在宅緩和ケアのパイオニアとして、2000人以上の看取りを行ってきた「ケアタウン小平クリニック」院長 山崎章郎医師。
2018年6月に大腸がんが見つかり、腹腔内視鏡下の手術で腫瘍を切除し、再発防止のための経口抗がん剤「ゼローダ」を服用するが、その強烈な副作用に、日常生活も仕事もままならない状態に陥った。
そして副作用に耐えて頑張った甲斐もなく、半年後に両肺に多発転移が見つかる。ステージ4である。
30年以上も緩和ケアを行っていた医師であるから、ステージ4の抗がん剤治療は「症状の緩和と延命効果」を狙ったものであるという認識はもちろん持っている。
そして抗がん剤の効果も、化学療法を行わない場合に比べて数ヶ月から数年程度の延命が期待できる程度であることも分かっている。
しかしゼローダの副作用を経験した身としては、たとえ延命効果があったとしても、その期間を抗がん剤の副作用との戦いだけに費やすことになる。それでは自分のライフワークも貫徹することができない。
このような思いで、抗がん剤治療は選択せず、定期的な造影 CT 検査だけをお願いすることにしたのである。
ステージ4でも抗がん剤はしない、しかしがんは悪化させない療法とは?
ステージ4の固形がんに対して、ほとんどのがん治療医は、エビデンスに基づいた抗がん剤治療こそが最善の医療だと言うだろう。だが、それは治療を提供する 医師から見た場合の最善 という意味であり、上述してきた抗がん剤治療の現実をみれば、限られた時間を生きる患者さんにとって最善とは限らない
であるから、
まずは私自身の身体を実験台にして、少しでも穏やかに、がんと共存でき得る方法を探し求めてみた。結果、既存の代替療法を組み合わせて、標準治療としての抗がん剤治療は選択したくないステージ4の固形がん患者さんの役に立ち得る、副作用の少ない、高額ではない治療法である「がん共存療法」という基本形に辿り着いた。
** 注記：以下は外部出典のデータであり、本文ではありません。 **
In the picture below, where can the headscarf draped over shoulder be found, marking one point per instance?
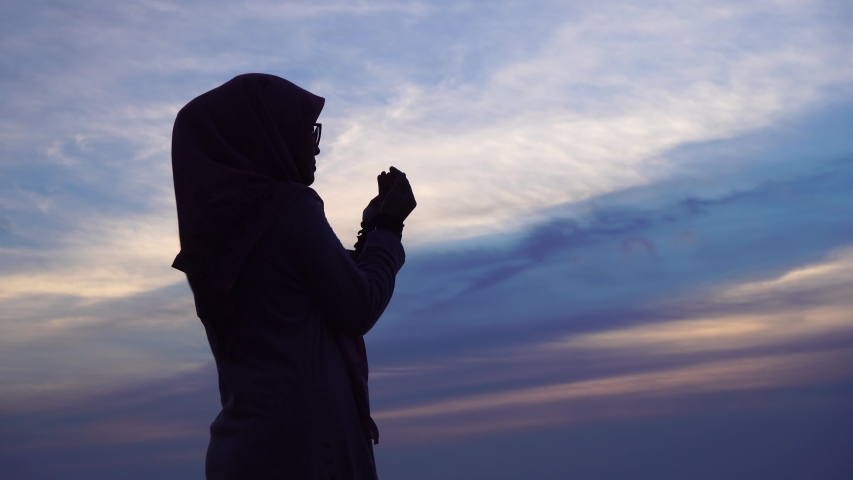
(233, 163)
山崎医師がたどり着いた「がん共存療法」を行った結果、両肺の転移巣は一旦縮小し、ほぼ消失したが、再び増大することになった。しかし、再発時の大きさよりは小さい状態で、3年以上「無増悪生存期間」を延長している。
その基本形は次の要素で構成されている。
- ビタミンD強化EPAたっぷり糖質制限ケトン食
- クエン酸療法(膵臓がん患者はやってはいけない!)
- 丸山ワクチン
- テクノセラピー
- 少用量抗がん剤治療
これらの療法は山崎医師が考案したものではなく、宗田哲男医師、古川健司医師、福田一典医師、高橋豊医師、三好立医師らが考案し実践している治療法である。
一般的な腫瘍内科医が見れば、「山崎よ、お前もか?」と言われそうな内容だと、本人も自覚している。
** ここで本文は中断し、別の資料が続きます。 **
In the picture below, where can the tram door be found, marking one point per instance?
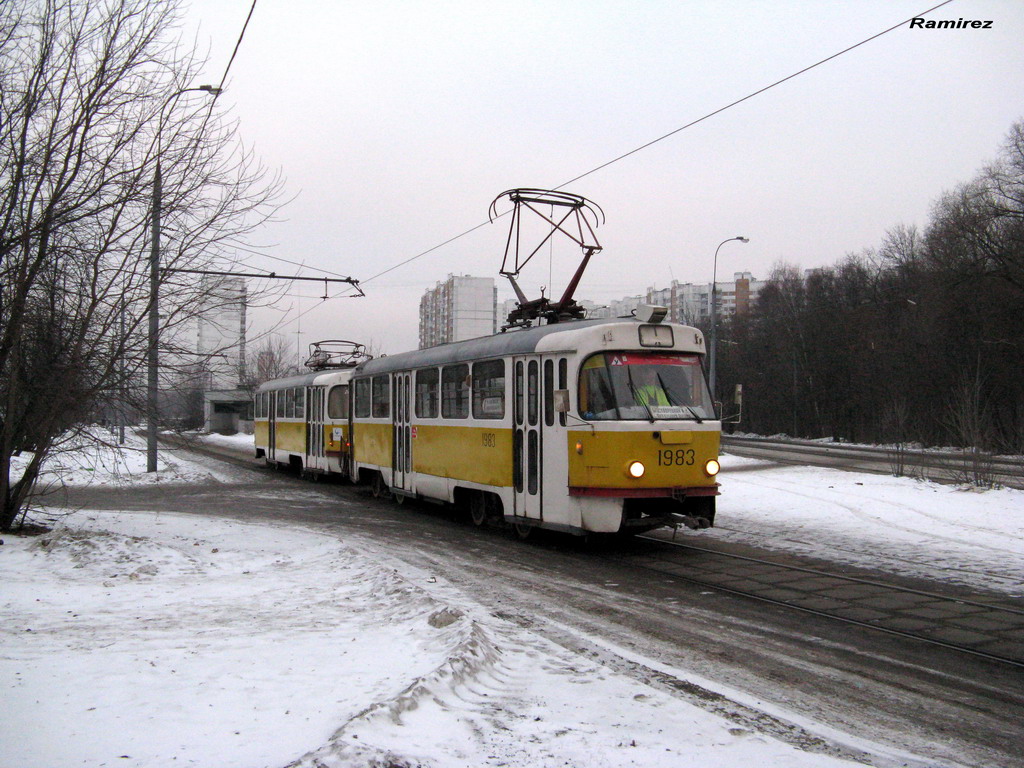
(314, 428)
(401, 461)
(271, 421)
(527, 445)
クエン酸療法は、メトホルミンを同時に服用する必要があるなど、一般の患者には難しい治療法である。
私から見ると怪しげな療法も含まれている。
しかし、この「がん共存療法」を臨床試験によって有効性を証明して標準治療にしようという、余命がない医師の壮大なチャレンジである。その臨床試験に参加してくださる大腸がん患者も募っている。
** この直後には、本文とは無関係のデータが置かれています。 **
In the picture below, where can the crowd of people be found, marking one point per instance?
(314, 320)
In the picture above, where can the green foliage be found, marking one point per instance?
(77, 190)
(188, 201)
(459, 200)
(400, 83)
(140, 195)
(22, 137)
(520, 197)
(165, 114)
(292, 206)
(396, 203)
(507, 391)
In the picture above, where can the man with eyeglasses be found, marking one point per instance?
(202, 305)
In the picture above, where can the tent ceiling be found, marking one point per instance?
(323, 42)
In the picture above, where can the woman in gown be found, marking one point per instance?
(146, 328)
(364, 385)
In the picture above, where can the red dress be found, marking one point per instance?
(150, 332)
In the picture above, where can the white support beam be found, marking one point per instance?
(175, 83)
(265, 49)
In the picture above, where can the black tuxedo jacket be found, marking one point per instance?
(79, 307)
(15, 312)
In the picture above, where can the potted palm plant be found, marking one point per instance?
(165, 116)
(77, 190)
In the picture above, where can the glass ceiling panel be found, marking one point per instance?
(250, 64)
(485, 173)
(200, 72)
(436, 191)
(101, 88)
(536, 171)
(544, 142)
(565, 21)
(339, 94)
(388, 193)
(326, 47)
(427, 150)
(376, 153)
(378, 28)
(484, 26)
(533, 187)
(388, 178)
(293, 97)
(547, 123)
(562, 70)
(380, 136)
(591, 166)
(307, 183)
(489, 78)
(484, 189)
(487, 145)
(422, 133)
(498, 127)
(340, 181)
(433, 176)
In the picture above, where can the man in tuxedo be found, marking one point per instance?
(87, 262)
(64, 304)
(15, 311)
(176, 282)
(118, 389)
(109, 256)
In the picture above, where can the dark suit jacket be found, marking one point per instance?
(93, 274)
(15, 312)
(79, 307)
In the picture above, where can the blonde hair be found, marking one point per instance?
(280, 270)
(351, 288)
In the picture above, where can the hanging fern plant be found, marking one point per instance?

今後どのような展開になっていくのか、肺に転移した腫瘍が消失してしまうのか、それとも現状のままなのか、興味深く見守っていきたいと思います。
お久しぶりです。
相変わらず、素晴らしい内容ですね。
大変、参考になりました。
のっぽ先生
お久しぶりです。ブログの更新も見ていますので、お元気そうで何よりです。
15年も経つといささかくたびれてきましたが、後期高齢者、まだまだ頑張ります。